Second, pick out some stock costume from an old series or film, the more colorful the better (like a pirate, knight, or sultan outfit).
Third: write an entire episode about a character in that costume visiting the Robinsons on the edge of space.
Most importantly, make no mention of how odd it is that this personality from Earth’s history should be operating on a distant planet, in a future era.
Rinse and repeat.
So far on Lost in Space, we have had alien department store managers, alien cowboys, alien thieves, alien pirates, alien soldiers, alien prospectors and the like. This week, in “The Questing Beast,” we get a knight in armor, one who has been using “enchantments” to hunt a dragon from planet to planet. The dragon ends up liking being hunted, and helps the knight continue his quest…to kill her.
For my money, “The Questing Beast” is the worst Lost in Space (1965-1967) episode yet. The dragon costume is absolutely pathetic, the knight himself is doddering and unsympathetic, and -- in keeping with the series at this juncture -- there is absolutely no rhyme or reason for the existence of these characters in any universe that makes the remotest bit of sense.
And how, exactly, does Sagramonte joust without a steed?
Game of Thronesthis ain’t.
My friend Steve, a regular reader here on the blog, last week observed that by this point in the series’ history, the program was widely considered by the producers and network a children’s program, not a legitimate sci-fi affair. That background detail explanation helps one understand why an episode like “The Questing Beast” exists.
It doesn’t need to make sense, because it’s for the kids.
Unfortunately, the networks and producers made a terrible mistake, and a terrible argument. The assumption that children don’t know a good story when they see it -- or one that makes sense -- is terribly condescending.
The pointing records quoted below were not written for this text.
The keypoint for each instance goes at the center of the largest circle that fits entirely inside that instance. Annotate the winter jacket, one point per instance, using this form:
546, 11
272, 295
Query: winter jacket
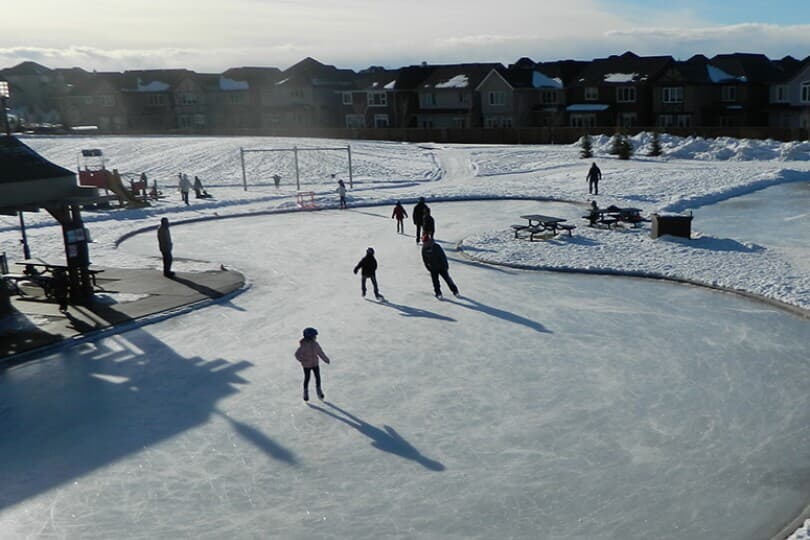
164, 239
368, 264
399, 212
418, 213
308, 353
434, 258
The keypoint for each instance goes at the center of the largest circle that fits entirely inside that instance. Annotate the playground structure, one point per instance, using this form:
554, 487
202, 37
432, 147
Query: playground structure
92, 168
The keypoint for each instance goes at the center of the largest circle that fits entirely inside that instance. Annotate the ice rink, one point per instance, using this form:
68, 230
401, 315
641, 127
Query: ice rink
537, 405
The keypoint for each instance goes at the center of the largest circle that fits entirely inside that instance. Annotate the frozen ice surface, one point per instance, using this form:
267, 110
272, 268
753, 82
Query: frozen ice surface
538, 405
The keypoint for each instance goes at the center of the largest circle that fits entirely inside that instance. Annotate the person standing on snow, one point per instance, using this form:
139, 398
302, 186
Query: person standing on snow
436, 263
184, 186
368, 265
399, 214
341, 190
308, 353
418, 216
428, 224
594, 175
165, 245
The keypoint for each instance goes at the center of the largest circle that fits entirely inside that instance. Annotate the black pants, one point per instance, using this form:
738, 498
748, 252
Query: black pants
373, 279
317, 371
434, 276
167, 263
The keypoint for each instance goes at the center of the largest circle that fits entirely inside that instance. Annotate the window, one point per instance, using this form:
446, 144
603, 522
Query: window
355, 120
377, 99
672, 94
626, 94
497, 98
583, 120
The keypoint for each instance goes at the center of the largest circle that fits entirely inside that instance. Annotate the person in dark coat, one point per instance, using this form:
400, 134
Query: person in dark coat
399, 214
594, 175
165, 245
368, 265
428, 224
418, 216
436, 263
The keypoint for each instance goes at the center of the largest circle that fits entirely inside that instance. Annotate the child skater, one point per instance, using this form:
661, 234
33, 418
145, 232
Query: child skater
368, 265
308, 353
399, 214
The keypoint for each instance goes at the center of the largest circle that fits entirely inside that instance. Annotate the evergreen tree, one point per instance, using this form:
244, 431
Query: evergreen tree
655, 146
587, 147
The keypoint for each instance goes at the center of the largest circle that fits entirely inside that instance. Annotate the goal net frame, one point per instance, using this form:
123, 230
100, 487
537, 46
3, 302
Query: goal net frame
296, 150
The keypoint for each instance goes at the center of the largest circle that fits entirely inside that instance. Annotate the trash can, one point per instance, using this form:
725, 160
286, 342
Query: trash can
672, 225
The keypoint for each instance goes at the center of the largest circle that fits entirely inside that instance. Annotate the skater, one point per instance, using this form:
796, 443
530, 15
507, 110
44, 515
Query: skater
184, 186
436, 263
165, 244
368, 265
308, 353
341, 190
418, 216
399, 214
428, 224
594, 175
199, 191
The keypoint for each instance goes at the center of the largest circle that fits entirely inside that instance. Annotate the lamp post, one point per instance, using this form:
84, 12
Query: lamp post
4, 95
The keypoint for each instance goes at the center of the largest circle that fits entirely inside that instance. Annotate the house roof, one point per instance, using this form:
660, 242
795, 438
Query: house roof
458, 76
627, 68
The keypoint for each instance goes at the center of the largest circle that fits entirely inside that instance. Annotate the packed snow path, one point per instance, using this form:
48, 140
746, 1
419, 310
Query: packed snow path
538, 405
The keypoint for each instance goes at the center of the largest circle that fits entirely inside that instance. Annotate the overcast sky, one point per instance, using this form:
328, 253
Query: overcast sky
213, 35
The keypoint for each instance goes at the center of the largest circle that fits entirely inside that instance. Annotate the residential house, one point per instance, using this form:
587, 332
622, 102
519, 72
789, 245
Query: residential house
616, 91
239, 102
742, 95
790, 96
370, 103
94, 99
448, 97
150, 95
308, 94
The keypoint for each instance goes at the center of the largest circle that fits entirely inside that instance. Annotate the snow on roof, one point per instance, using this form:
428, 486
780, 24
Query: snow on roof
459, 81
620, 77
540, 80
718, 75
154, 86
586, 107
229, 84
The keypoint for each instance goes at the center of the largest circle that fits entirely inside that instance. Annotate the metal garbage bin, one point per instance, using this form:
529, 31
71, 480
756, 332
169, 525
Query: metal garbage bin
672, 225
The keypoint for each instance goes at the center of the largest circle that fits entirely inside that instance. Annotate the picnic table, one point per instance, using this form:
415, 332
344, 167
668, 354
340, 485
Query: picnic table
539, 223
613, 214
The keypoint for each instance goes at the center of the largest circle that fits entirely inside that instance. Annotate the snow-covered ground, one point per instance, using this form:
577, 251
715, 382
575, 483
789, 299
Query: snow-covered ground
538, 405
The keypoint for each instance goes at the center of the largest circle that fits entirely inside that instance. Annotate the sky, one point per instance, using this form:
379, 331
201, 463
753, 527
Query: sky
211, 36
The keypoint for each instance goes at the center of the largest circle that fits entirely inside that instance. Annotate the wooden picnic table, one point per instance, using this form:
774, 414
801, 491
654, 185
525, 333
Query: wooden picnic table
539, 223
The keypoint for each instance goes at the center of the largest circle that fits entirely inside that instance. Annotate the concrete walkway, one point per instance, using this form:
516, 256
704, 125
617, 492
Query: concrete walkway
125, 295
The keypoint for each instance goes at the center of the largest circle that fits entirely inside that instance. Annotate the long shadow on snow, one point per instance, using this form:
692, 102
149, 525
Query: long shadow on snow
508, 316
408, 311
387, 440
86, 406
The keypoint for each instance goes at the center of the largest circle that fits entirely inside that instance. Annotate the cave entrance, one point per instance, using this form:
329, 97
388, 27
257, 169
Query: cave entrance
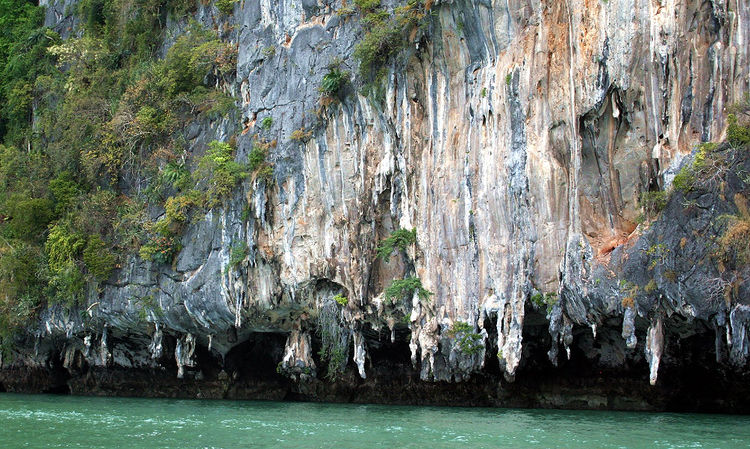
256, 357
61, 389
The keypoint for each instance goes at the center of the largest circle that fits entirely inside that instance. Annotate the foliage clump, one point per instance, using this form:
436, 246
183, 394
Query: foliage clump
468, 341
90, 134
387, 33
544, 300
653, 203
220, 172
341, 300
734, 243
334, 336
399, 239
333, 81
402, 288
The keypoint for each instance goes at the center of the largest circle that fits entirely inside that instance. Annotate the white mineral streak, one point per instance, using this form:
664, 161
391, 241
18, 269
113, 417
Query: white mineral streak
654, 348
104, 354
183, 354
86, 345
298, 361
515, 150
359, 353
628, 327
155, 347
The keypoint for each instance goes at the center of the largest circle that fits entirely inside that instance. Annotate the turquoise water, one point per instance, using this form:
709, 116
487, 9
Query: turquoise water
65, 421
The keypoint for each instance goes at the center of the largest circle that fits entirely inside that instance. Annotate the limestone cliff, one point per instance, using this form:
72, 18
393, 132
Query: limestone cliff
516, 137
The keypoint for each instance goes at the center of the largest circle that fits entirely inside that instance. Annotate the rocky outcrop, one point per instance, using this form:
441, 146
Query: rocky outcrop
516, 138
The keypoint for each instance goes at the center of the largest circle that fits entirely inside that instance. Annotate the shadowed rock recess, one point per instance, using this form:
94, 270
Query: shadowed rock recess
516, 138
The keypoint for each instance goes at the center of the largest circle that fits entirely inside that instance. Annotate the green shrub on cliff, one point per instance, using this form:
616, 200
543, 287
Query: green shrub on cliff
399, 239
386, 34
405, 288
220, 172
468, 341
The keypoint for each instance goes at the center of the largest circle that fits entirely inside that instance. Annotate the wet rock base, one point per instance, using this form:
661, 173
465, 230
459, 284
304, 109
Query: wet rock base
600, 374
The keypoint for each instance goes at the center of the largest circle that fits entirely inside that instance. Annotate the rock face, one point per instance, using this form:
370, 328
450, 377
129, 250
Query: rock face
516, 137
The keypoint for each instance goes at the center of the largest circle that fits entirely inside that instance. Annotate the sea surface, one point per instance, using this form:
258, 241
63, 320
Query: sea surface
42, 421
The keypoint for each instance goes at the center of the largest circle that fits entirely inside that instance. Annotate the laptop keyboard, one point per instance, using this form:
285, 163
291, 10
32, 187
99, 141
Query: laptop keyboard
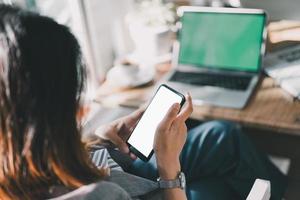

The makers of the series should be doubly ashamed, not just for producing nonsense like this during the Space Age -- the most exciting age in human history -- but for foisting incoherent, nonsense stories on kids.
A series that can create an episode like “My Friend, Mr. Nobody,” “The Magic Mirror,” “The Sky is Falling” or even “The Wreck of the Robot” is clearly capable of doing so much better than this; and of doing right by curious, imaginative children.
Is there a deeper message here? That it is important to have a quest, no matter its nature? Yes, absolutely. Having a purpose is an important thing for people. “The Questing Beast” attempts to get across that notion.
As Smith notes “It’s not the quarry that makes the hunt, nor the goal the game.” I like the line, but it sounds completely incongruous coming from Smith, especially because Smith had earlier termed the quest for “the unobtainable” pure nonsense.
For me, the line -- poorly placed -- is but a list-minute attempt to paint meaning on another wardrobe raiding exercise.